Persönliches

Anderen Menschen beim Prokrastinieren zusehen

Annika hat festgestellt, dass viele in ihrem sozialen Umfeld dazu übergegangen sind, wichtige Dinge so lange wie möglich vor sich herzuschieben. Da nützt die beste Motivationsrede nichts.
Die Dateien mit dem Unikrams, der dringend erledigt werden müsste, sind zwar geöffnet, aber alles andere scheint interessanter... Manche Leute sind einfach zu sehr ins Prokrastinieren vertieft. © Juan Pablo Serrano Arenas von Pexels

Auch wenn man sich in manchen Situationen nichts sehnlicher wünscht, als allein auf diesem Planeten zu sein, z.B. wenn man für ein großes Geschäft eine öffentliche Toilette aufsuchen muss oder mal wieder an einer Querdenker-Demo vorbeiläuft, sind andere Menschen für unser psychisches Wohlbefinden doch durchaus wichtig.

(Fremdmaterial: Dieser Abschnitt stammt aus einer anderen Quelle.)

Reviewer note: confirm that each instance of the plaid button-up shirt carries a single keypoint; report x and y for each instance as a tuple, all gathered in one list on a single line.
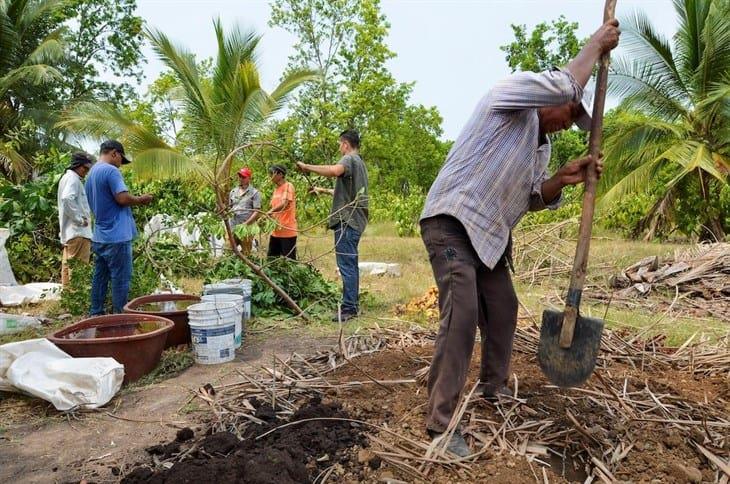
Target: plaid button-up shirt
[(494, 172)]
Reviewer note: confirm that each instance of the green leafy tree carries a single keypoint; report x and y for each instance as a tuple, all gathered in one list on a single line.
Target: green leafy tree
[(104, 38), (549, 45), (28, 61), (345, 39), (52, 54), (676, 98)]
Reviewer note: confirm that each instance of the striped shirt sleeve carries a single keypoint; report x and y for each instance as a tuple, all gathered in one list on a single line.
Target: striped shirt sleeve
[(529, 90)]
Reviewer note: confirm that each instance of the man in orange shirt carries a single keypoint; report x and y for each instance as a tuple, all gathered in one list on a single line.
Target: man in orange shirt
[(283, 241)]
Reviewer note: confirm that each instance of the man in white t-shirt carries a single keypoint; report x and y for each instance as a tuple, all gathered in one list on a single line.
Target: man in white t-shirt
[(74, 215)]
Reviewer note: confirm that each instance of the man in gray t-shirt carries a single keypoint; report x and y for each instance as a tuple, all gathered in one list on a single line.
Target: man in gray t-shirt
[(348, 217)]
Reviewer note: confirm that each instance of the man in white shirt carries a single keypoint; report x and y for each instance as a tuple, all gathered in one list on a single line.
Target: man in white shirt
[(245, 203), (74, 215)]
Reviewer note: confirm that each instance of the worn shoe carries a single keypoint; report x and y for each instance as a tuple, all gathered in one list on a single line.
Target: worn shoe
[(457, 444), (491, 392), (344, 316)]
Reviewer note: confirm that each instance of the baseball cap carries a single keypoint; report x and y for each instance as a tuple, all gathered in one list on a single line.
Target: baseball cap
[(584, 121), (80, 159), (115, 145)]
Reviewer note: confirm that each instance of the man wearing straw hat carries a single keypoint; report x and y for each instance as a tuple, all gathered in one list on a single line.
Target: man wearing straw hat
[(495, 172), (245, 202)]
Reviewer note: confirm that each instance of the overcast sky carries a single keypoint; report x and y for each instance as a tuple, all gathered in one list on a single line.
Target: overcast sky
[(450, 48)]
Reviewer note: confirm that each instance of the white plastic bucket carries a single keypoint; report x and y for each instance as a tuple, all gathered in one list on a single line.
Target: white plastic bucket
[(243, 287), (213, 331), (235, 299)]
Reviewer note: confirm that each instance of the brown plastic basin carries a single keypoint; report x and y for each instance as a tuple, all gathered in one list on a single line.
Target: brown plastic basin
[(180, 334), (134, 340)]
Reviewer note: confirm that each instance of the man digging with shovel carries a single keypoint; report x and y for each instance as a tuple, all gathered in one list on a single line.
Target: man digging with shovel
[(496, 172)]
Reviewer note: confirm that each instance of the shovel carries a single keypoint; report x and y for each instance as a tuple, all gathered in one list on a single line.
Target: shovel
[(569, 342)]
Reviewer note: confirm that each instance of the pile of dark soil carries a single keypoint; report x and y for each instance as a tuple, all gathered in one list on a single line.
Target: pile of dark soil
[(293, 454)]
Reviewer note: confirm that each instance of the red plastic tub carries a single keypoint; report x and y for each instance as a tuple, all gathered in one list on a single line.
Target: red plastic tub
[(180, 334), (134, 340)]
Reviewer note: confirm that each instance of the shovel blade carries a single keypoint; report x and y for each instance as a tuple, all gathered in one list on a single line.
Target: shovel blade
[(572, 366)]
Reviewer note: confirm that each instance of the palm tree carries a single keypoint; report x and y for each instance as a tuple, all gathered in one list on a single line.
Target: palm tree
[(222, 113), (677, 102), (25, 60)]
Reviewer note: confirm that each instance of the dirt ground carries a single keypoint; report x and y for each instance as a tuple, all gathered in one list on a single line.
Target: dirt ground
[(658, 452), (658, 448), (39, 445)]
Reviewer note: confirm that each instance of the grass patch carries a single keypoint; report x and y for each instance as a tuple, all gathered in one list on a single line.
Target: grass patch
[(172, 363)]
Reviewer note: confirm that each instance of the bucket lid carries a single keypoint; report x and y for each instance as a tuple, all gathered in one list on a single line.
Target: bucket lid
[(211, 307)]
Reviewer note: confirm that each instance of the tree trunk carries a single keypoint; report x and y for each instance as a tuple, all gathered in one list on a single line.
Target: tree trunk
[(712, 228), (255, 267)]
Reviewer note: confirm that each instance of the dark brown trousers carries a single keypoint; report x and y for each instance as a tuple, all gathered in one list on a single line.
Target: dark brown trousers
[(470, 296)]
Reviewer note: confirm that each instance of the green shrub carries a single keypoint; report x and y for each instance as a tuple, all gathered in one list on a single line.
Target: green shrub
[(29, 211), (76, 296), (304, 283)]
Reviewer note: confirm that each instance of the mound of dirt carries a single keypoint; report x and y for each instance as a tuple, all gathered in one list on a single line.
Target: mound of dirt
[(292, 454)]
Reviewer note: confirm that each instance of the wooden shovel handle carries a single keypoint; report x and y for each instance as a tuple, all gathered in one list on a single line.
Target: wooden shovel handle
[(578, 276)]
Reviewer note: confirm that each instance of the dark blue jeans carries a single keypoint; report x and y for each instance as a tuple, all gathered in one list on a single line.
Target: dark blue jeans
[(346, 242), (111, 261)]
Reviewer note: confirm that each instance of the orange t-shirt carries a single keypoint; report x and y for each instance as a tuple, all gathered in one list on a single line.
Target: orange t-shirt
[(287, 219)]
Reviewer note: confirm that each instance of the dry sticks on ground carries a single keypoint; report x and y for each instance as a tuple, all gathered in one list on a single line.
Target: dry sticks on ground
[(700, 277), (591, 430), (695, 281)]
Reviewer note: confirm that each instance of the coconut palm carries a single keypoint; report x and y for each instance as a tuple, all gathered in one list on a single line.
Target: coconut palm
[(222, 114), (25, 60), (677, 98)]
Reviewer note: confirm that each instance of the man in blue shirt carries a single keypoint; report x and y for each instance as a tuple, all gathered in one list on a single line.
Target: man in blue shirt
[(114, 230)]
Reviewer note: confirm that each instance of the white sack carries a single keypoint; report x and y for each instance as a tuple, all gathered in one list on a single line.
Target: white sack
[(41, 369), (6, 271), (379, 269), (15, 323)]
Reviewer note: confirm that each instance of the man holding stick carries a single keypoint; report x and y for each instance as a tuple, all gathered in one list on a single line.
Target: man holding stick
[(348, 217), (496, 172)]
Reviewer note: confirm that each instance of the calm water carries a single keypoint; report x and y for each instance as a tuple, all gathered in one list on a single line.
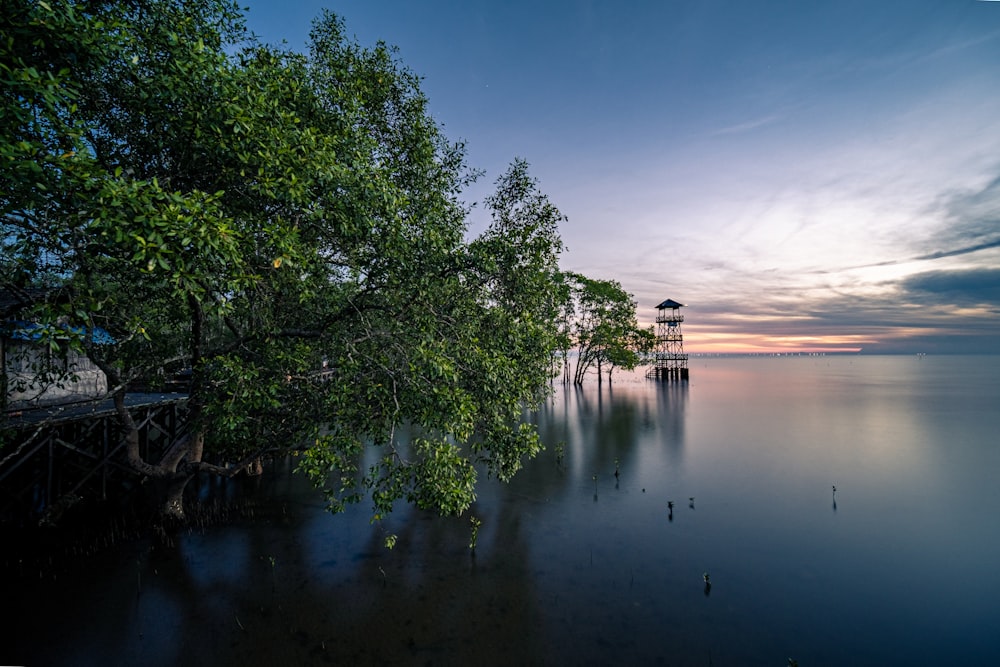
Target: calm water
[(574, 566)]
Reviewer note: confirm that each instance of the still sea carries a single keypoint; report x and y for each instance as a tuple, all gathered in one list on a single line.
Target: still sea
[(826, 510)]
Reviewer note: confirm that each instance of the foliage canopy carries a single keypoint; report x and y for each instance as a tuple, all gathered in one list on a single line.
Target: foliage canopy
[(285, 226)]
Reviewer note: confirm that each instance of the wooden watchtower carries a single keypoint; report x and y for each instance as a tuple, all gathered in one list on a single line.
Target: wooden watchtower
[(671, 361)]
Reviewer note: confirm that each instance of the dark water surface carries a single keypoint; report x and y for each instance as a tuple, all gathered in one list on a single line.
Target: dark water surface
[(575, 566)]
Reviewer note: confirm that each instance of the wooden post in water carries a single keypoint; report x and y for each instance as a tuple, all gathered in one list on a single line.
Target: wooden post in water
[(671, 361)]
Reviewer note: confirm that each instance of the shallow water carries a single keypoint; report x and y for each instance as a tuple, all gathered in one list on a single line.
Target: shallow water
[(577, 566)]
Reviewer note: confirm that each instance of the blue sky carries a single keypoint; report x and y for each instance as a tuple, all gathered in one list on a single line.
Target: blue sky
[(803, 175)]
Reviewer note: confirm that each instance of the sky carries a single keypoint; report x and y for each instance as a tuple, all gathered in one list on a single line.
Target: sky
[(803, 175)]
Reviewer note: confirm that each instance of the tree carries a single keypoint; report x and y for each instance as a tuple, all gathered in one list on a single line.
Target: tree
[(599, 318), (288, 228)]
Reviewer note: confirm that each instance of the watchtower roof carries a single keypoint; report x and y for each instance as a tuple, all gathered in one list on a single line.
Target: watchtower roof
[(669, 303)]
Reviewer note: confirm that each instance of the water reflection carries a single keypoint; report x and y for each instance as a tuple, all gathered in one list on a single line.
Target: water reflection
[(577, 565)]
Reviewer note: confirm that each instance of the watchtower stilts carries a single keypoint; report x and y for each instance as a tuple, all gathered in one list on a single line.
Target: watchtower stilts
[(671, 361)]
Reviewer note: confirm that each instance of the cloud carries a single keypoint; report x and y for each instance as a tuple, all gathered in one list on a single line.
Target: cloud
[(746, 126), (973, 287)]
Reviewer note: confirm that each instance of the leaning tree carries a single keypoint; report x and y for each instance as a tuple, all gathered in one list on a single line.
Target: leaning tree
[(285, 227)]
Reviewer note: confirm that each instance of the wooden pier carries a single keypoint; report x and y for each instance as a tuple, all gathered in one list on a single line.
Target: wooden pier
[(53, 456)]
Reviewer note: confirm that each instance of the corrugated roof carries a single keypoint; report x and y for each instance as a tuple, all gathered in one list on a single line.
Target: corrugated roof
[(31, 331), (669, 303)]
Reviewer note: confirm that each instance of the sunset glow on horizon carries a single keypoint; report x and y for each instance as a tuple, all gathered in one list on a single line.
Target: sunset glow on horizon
[(812, 177)]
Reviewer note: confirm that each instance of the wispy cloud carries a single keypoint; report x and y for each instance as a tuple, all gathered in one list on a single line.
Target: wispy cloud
[(746, 126)]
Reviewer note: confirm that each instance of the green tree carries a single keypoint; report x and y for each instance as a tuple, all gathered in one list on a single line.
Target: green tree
[(599, 319), (287, 227)]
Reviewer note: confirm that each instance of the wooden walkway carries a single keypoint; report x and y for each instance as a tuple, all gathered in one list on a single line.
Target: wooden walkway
[(54, 456)]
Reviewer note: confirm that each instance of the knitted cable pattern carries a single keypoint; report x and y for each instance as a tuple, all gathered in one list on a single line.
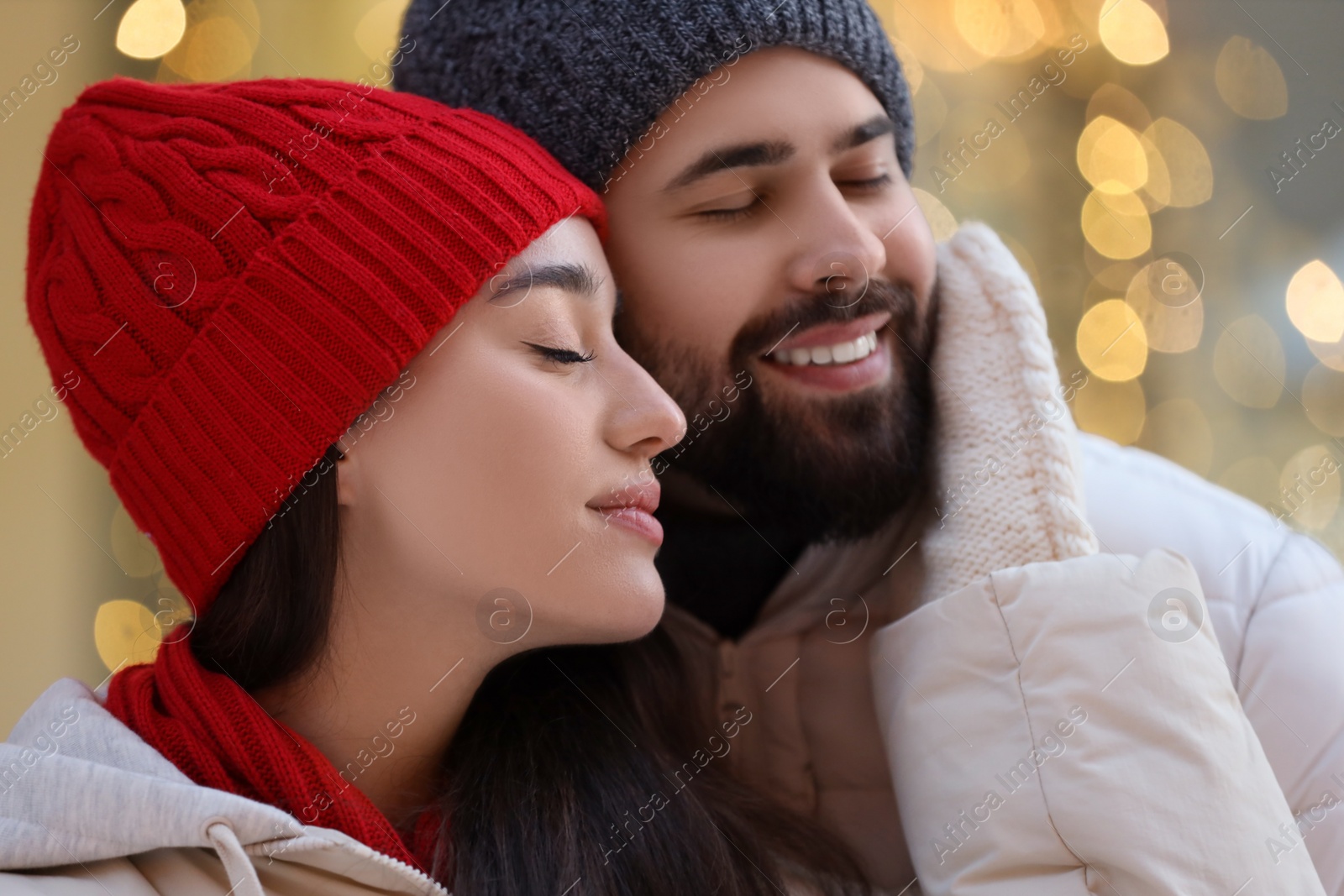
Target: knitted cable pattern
[(1005, 445), (237, 270)]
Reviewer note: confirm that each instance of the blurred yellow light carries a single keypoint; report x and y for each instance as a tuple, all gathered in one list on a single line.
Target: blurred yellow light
[(1112, 157), (1249, 362), (1250, 81), (1132, 31), (931, 112), (941, 222), (999, 27), (1189, 172), (1117, 224), (1115, 101), (911, 66), (380, 29), (978, 152), (124, 631), (929, 29), (1113, 410), (213, 50), (1310, 488), (1112, 342), (1254, 479), (1158, 191), (1316, 302), (1323, 396), (1168, 302), (134, 551), (1178, 430), (150, 29), (1328, 354)]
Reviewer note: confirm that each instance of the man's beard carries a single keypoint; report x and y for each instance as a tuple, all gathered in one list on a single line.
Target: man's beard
[(822, 468)]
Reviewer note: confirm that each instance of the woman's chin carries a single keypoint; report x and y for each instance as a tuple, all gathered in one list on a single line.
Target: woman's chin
[(625, 614)]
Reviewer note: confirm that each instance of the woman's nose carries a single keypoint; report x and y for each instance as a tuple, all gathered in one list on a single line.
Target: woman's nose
[(645, 419)]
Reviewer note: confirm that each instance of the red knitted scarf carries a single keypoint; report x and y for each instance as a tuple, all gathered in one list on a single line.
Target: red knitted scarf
[(219, 736)]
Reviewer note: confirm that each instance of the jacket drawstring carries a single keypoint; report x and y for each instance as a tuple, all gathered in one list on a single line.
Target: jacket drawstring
[(242, 875)]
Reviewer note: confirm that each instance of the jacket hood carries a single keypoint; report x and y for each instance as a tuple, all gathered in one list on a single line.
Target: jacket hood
[(69, 772)]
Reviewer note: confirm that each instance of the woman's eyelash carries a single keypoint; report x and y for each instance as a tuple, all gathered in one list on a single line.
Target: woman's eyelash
[(562, 355), (880, 181), (729, 214)]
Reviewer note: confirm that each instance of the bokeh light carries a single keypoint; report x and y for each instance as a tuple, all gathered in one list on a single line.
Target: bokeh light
[(1179, 430), (1133, 33), (150, 29), (1310, 486), (1250, 81), (1249, 362), (1117, 224), (1189, 170), (1112, 157), (124, 633), (1112, 342), (1316, 302), (1115, 410)]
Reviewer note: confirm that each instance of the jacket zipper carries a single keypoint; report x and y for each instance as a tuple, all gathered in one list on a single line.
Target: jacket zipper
[(410, 871)]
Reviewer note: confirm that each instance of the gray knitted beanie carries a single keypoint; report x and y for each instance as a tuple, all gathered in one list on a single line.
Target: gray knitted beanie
[(589, 78)]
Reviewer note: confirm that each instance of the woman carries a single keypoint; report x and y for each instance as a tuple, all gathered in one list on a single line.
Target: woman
[(349, 359)]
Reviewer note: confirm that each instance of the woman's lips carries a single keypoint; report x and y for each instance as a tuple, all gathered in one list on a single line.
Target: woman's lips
[(636, 520), (632, 506)]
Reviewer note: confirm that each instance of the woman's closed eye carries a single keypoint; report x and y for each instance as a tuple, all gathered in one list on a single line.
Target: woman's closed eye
[(561, 355)]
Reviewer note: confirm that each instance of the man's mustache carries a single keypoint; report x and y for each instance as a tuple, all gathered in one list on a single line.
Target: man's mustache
[(830, 307)]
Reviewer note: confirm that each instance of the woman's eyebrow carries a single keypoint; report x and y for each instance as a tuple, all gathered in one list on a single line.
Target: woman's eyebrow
[(571, 277)]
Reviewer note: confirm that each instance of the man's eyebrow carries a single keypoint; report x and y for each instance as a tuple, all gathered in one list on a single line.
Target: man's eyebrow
[(580, 280), (770, 152), (862, 134)]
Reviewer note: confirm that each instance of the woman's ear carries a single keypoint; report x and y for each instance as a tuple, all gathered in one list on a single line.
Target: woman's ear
[(347, 479)]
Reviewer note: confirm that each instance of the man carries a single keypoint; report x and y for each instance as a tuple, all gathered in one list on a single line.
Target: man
[(783, 285)]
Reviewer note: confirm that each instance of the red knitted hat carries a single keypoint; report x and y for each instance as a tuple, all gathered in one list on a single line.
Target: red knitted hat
[(234, 271)]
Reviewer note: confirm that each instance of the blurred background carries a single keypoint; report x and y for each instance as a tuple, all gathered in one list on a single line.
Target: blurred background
[(1173, 179)]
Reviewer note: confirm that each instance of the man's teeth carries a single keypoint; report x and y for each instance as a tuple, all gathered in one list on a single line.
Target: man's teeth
[(839, 354)]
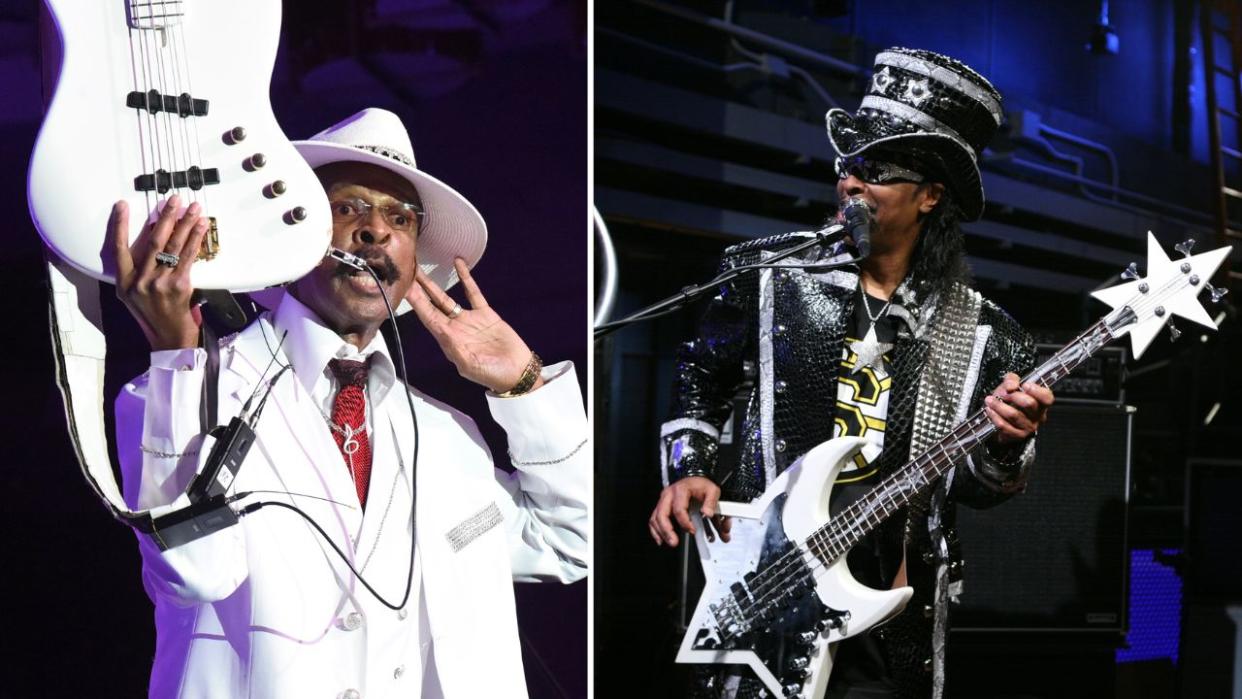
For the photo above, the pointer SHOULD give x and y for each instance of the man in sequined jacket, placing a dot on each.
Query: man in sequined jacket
(896, 349)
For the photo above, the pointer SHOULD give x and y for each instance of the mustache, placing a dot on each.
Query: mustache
(378, 260)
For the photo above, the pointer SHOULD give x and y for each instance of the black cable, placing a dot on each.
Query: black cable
(251, 508)
(414, 463)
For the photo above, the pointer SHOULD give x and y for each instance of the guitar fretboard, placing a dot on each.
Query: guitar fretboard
(155, 14)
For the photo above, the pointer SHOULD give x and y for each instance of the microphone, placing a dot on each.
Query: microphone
(347, 258)
(857, 216)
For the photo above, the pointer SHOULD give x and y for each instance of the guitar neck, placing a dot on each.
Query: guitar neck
(842, 532)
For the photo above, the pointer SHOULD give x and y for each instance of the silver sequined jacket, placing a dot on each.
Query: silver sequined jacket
(790, 325)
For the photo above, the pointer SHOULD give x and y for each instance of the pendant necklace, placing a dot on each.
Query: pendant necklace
(870, 351)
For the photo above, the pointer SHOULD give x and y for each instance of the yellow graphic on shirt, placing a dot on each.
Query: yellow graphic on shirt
(862, 411)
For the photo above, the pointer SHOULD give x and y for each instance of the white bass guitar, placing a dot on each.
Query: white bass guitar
(163, 97)
(780, 594)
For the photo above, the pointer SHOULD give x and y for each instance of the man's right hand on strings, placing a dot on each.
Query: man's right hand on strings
(675, 503)
(158, 293)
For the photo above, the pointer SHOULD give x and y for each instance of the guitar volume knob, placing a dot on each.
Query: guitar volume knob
(296, 215)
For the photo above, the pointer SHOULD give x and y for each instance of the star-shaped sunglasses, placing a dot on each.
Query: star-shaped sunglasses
(874, 171)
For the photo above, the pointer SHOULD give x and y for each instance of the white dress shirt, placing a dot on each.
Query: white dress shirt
(265, 608)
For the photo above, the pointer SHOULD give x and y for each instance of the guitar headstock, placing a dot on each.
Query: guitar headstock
(1170, 288)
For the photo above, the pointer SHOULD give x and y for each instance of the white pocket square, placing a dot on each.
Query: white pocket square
(473, 527)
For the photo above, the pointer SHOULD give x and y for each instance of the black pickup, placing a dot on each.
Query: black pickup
(183, 104)
(162, 180)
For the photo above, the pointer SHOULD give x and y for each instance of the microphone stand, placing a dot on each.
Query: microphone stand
(692, 292)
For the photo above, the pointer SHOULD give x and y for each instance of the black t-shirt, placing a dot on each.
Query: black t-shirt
(862, 410)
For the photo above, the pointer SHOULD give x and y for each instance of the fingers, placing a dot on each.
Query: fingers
(709, 502)
(660, 524)
(158, 234)
(432, 319)
(189, 251)
(473, 296)
(118, 226)
(181, 230)
(682, 509)
(1040, 392)
(441, 301)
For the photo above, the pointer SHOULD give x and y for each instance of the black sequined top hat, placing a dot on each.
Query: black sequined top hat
(932, 107)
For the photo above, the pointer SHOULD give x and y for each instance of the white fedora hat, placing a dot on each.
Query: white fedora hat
(452, 227)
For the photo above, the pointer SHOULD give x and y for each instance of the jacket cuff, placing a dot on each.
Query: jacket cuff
(547, 425)
(1006, 469)
(688, 447)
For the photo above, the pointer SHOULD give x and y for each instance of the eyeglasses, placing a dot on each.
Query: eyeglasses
(874, 171)
(401, 216)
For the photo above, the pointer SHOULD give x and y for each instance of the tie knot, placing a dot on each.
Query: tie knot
(348, 373)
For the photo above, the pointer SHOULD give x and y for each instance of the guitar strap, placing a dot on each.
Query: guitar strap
(950, 334)
(80, 349)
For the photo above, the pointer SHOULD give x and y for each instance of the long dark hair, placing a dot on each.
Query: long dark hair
(939, 257)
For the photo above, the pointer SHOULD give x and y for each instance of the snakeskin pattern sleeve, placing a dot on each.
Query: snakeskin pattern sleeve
(708, 371)
(990, 479)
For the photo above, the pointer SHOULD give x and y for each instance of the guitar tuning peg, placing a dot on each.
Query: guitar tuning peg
(1174, 333)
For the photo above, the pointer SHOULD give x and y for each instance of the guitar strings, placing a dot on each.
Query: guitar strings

Schließlich sind wir soziale Wesen, die auf die Wahrnehmung und Anerkennung anderer mal mehr mal weniger stark angewiesen sind und alleine gar nicht so gut zurecht kommen. Trotzdem ist das Zusammenleben nicht immer einfach.

Umfeld hat das Prokrastinieren lieben gelernt

Besonders schwierig ist es im Moment für mich, mit anzusehen, wie alle um mich herum das Prokrastinieren für sich entdeckt zu haben scheinen und es auf ein lächerlich-professionelles Niveau erheben. Ich spreche also nicht davon, dass man mal einen Tag lang eine Aufgabe liegen und sich lieber sein Zukunfts-Ich darum kümmern lässt.

Ich rede auch nicht von einer geschobenen Klausur oder einer Hausarbeit, die erst in der Nacht vor der Abgabe fertiggestellt wird. Das sind die kleinen Dinge, die wir uns alle zu Schulden kommen lassen.

Alle Motivation bringt nichts

Ich rede von echten Aufschiebe-Künstlern, von Menschen, die sich seit Jahren davor drücken, bestimmte Dinge anzugehen und jedes Mal, wenn die Sprache darauf kommt, auf einen späteren Zeitpunkt in der Zukunft verweisen, an dem die Sache erledigt sein wird.

Von außen sieht man diese Person, die man eigentlich sehr gern hat, und fragt sich: „Warum kriegst du deinen Arsch eigentlich nicht hoch?“. Man schwingt sich geistig in ein Cheerleader-Outfit und versucht die Person mit aller Kraft wieder auf Kurs zu bringen. Vielleicht bietet man seine Unterstützung an oder versucht, einen gemeinsamen Arbeitsrhythmus auf die Beine zu stellen.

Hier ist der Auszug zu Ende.